Questi saranno sfiduciati sia dal risultato del primo intervento, procrastinando il reintervento, che dalla maggiore frequenza di gozzi a sviluppo mediastinico, ma anche per l’ostacolo opposto a livello cervicale dello struma dalle cicatrici chirurgiche del pregresso intervento. Le cause della recidiva sono, a tutt'oggi, oggetto di discussione.
Come risolvere il problema del gozzo?
Alcuni sostengono che soprattutto per i gozzi iperfunzionanti, rivesta notevole importanza la tecnica chirurgica adottata nel corso del primo intervento (resezione molto limitata in quanto nel secondo intervento si possono notare i normali piani di clivaggio; i poli superiori della ghiandola integri ed in situ e dalla mancata legatura degli ili vascolari). Senza voler escludere l’azione dei vari fattori di crescita, nella genesi del gozzo recidivo giocano un ruolo determinante gli interventi conservativi (enucleazione ed enucleoresezione). In caso di gozzo recidivo l’intervento di scelta è rappresentato dalla tiroidectomia, oltre che per motivi di radicalità, anche per la possibile presenza di aree già neoplastiche nel contesto del tessuto recidivo.

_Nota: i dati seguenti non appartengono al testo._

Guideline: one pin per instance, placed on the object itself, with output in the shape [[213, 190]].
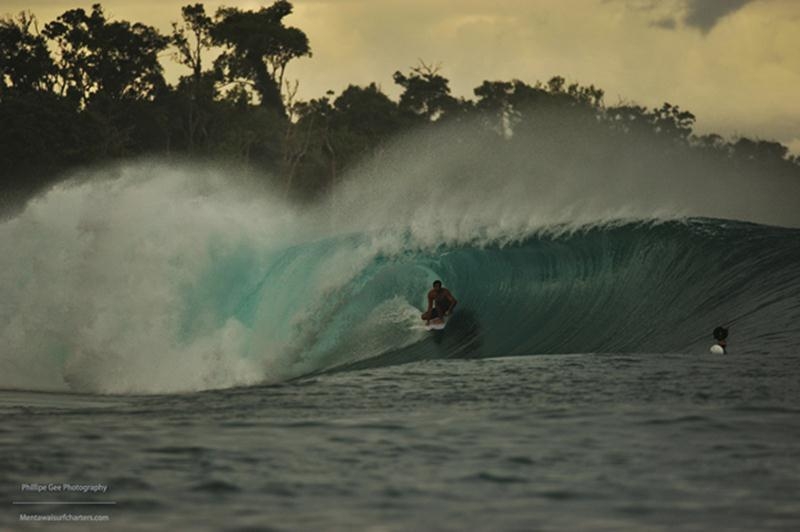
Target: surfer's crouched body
[[440, 303]]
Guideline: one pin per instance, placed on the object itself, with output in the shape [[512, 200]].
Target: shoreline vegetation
[[83, 90]]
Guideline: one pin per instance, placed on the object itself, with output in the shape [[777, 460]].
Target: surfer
[[721, 335], [440, 303]]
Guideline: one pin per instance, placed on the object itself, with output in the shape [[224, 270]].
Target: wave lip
[[179, 282]]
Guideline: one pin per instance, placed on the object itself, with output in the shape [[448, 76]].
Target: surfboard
[[436, 325]]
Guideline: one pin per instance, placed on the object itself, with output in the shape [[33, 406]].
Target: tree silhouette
[[117, 59], [258, 48], [25, 62]]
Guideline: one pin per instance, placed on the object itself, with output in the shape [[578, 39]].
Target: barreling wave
[[168, 279]]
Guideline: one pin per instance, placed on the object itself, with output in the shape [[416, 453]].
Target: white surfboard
[[436, 325]]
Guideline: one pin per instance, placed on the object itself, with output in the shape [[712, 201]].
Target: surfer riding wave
[[440, 303]]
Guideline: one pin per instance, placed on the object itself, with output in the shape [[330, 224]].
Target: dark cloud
[[704, 14]]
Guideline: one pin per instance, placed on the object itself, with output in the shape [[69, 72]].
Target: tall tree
[[258, 48], [191, 39], [25, 62], [426, 93], [116, 58]]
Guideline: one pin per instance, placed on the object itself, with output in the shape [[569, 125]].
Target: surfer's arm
[[453, 302]]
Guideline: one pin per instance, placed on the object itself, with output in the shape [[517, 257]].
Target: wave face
[[150, 278]]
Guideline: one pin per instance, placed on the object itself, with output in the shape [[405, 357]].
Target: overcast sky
[[734, 63]]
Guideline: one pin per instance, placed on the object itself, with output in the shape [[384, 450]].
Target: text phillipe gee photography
[[64, 487], [81, 496]]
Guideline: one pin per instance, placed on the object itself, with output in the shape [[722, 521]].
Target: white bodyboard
[[436, 325]]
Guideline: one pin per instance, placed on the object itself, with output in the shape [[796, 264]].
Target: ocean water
[[205, 355], [547, 442]]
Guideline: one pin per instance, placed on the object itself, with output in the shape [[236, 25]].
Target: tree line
[[84, 89]]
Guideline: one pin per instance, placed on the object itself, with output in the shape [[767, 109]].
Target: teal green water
[[657, 442]]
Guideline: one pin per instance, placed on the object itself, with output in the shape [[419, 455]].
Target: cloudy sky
[[734, 63]]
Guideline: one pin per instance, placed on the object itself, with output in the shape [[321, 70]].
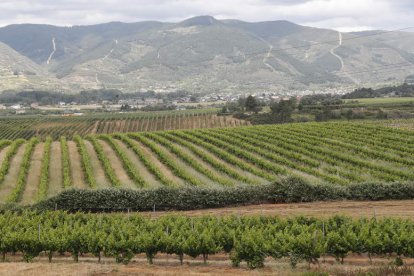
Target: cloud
[[338, 14]]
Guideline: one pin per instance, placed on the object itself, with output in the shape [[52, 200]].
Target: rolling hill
[[201, 54]]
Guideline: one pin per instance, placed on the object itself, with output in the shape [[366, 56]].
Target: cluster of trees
[[244, 104], [404, 90], [280, 111], [287, 190], [248, 239]]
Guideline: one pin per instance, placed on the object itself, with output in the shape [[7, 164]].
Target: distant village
[[137, 103]]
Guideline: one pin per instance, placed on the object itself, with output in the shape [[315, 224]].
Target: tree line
[[244, 239]]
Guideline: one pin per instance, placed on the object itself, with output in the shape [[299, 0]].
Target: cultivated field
[[68, 126], [331, 153]]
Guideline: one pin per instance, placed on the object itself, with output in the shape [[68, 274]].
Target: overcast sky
[[343, 15]]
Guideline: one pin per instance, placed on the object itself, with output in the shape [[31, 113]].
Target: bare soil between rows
[[355, 209]]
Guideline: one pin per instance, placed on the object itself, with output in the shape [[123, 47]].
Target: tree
[[251, 104], [283, 110]]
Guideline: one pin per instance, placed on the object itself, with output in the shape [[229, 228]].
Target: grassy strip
[[44, 174], [126, 162], [17, 192], [85, 161]]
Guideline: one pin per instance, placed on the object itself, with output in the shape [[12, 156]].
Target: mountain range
[[200, 54]]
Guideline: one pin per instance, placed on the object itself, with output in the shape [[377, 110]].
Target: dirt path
[[10, 180], [356, 209], [33, 176], [53, 51], [143, 171], [218, 264], [118, 167], [76, 167], [98, 171], [3, 154], [55, 172]]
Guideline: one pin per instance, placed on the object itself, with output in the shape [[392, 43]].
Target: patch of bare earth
[[33, 176], [76, 167], [10, 180], [355, 209], [98, 171], [169, 265], [55, 170], [117, 166]]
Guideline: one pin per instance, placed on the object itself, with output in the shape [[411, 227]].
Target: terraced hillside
[[339, 153], [57, 126]]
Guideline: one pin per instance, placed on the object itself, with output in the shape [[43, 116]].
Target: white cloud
[[338, 14]]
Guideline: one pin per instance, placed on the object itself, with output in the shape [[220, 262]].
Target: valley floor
[[217, 265], [355, 209]]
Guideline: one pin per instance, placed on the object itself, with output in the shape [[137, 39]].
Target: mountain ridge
[[204, 54]]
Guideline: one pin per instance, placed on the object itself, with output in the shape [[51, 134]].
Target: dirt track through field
[[10, 180], [76, 167], [3, 154], [55, 171], [117, 166], [98, 171], [33, 176], [356, 209]]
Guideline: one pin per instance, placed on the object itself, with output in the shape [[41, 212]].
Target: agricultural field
[[338, 153], [56, 126], [407, 124], [381, 101], [248, 242]]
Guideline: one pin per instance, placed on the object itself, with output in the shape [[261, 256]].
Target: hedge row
[[288, 190]]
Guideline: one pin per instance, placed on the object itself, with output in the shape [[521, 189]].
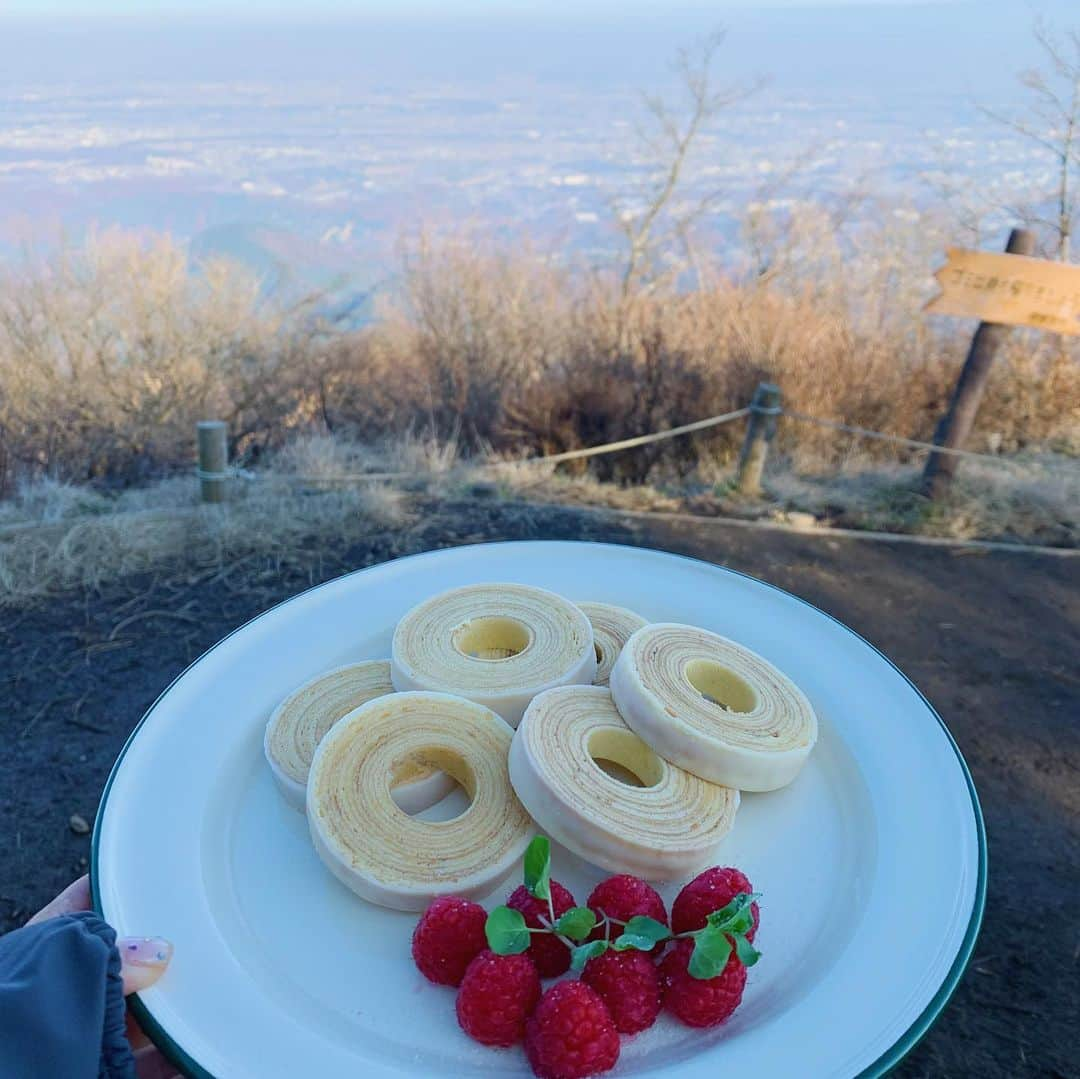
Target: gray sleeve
[[62, 1002]]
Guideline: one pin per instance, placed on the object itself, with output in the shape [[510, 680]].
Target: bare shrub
[[110, 352]]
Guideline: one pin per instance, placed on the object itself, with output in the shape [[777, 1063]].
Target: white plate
[[872, 863]]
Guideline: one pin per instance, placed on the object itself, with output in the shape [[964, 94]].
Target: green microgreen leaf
[[577, 924], [538, 867], [642, 926], [583, 953], [738, 916], [628, 941], [747, 954], [711, 953], [505, 931]]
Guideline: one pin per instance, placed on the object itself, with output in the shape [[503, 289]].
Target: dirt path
[[990, 638]]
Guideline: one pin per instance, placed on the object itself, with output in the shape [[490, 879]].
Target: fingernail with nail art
[[143, 960]]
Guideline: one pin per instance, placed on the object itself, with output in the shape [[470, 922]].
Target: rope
[[229, 473], [864, 432], [642, 440], [570, 455]]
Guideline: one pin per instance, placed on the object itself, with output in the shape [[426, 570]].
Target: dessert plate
[[872, 863]]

I gozzi endotoracici, che vengono osservati in soggetti al di sopra dei 65 anni, rappresentano, per il chirurgo, un capitolo di particolare interesse. Pur presentando un andamento benigno e in certi casi addirittura asintomatico, quasi sempre causano gravi complicanze (compressione,dislocazione), tali da richiedere alcune volte l’intervento d’urgenza.
Nel campo del cancro tiroideo si è osservato soprattutto le forme papillifere che, come ormai accertato, sono le più frequenti in regioni ad endemia gozzigena. Essi decorrono spesso in modo asintomatico o sfuggono all’esame ecografico e/o scintigrafico. Il loro riscontro avviene, inoltre, nel corso dell’esame istologico post-operatorio del pezzo asportato. In prima istanza venivano trattati con la lobectomia, perché insospettati, successivamente sono stati sottoposti a totalizzazione.
Cosa fare in caso di tumore alla tiroide?
Prima di concludere, voglio fare alcune considerazioni. La prima riguarda il trattamento chirurgico del cancro tiroideo che, qualunque sia la natura istologica e l’estensione, deve consistere sempre nella tiroidectomia. Sostengo la tiroidectomia non solo perché in presenza di noduli neoplastici, anche di tipo papillifero, apparentemente ben delimitati, l’esame istologico dimostra lo sconfinamento della neoplasia nel tessuto tiroideo circostante. La sostengo anche per la frequente - ed oramai riconosciuta - multifocalità del tumore e la sua facile diffusione sia attraverso la rete linfatica che quella vascolare di cui è ricca la ghiandola.
L’exeresi di tutto il tessuto tiroideo consente un migliore risultato del trattamento con radioisotopi di eventuali metastasi captanti.
Come si cura un nodulo benigno?
A parte le tireopatie cistiche solitarie benigne che meritano di essere trattate in prima istanza con cito-biopsia aspirativa (FNAB), associata a terapia antiinfiammatoria e tireosoppressiva (L-T4), sono ormai convinto che in tutte le situazioni di gozzo benigno, adenomi solitari inclusi, la terapia deve basarsi su interventi chirurgici radicali:
- lobectomia, per le forme unilobari;
- tiroidectomia, per le forme diffuse, per i gozzi recidivi e per i cancri.
A questo convincimento sono arrivato dopo che, rivedendo da un lato gli interventi dei primi anni della attività chirurgica, quando cioè i gozzi nodulari venivano trattati con le enucleazione o con la enucleoresezione e, dall’altro, lo studio istologico dei lobi tiroidei asportati per gozzo nodulare, ha dimostrato la costante coesistenza di micronoduli in seno al tessuto tiroideo apparentemente sano.